A new study from the Knight Foundation found that 80% of the Twitter accounts that spread disinformation during the 2016 election are still active today, publishing “more than a million tweets” a day.

The big picture: Twitter has announced repeatedly — even as recently as Monday — it has plans in place to lock and shut down fake news accounts. But those accounts continue to reach millions of people on Twitter as midterm elections loom.

By the numbers: More than 10 million tweets from 700,000 Twitter accounts that linked to more than 600 fake and conspiracy news outlets were examined. The study, one of the largest to date, analyzed how fake news spread on Twitter both during and after the 2016 election.

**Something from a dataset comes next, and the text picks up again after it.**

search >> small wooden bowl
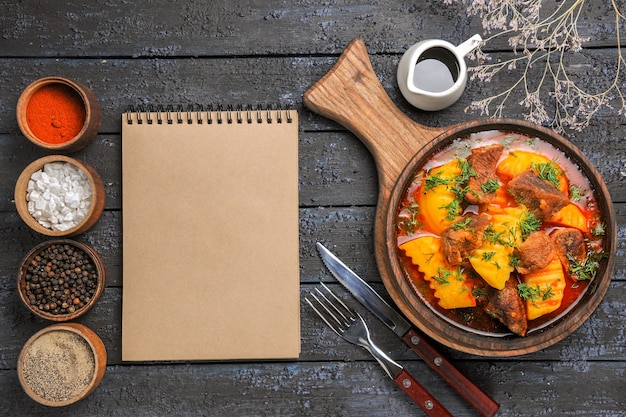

  • Of the 10 million tweets analyzed, more than 6.6 million tweets were associated with fake news and conspiracy news publishers in the month before the 2016 election.
  • After the election, 4 million tweets were linked to fake and conspiracy news.
  • Sixty-five percent of fake and conspiracy news links during the election went to just the 10 largest sites.
  • Nine of the top 10 fake news sites during the month before the election were still in or near the top 10 six months later.
  • Most accounts spreading fake or conspiracy news are estimated to be bots or semi-automated accounts — the type of accounts Twitter promised to disable.
Key takeaways
  • Fake accounts became more right-leaning after President Trump won the election. Left and liberal-centric accounts were more prevalent before the election.
  • Russian propaganda and bots had a hand in the the accounts that spread conspiracy and fake content. However, much of the intent to spread disinformation was attributed to American accounts.
  • Accounts both before and after the election that spread fake or conspiracy news formed a dense core of accounts that follow each other.

Twitter's global vice president of trust and safety Del Harvey: "This study was built using our public API and therefore does not take into account any of the actions we take to remove automated or spammy content and accounts from being viewed by people on Twitter. We do this proactively and at scale, every single day."

A silver lining: Fake news still receives significantly fewer links than mainstream media sources at 13% compared to 37% of the links received by regional newspapers.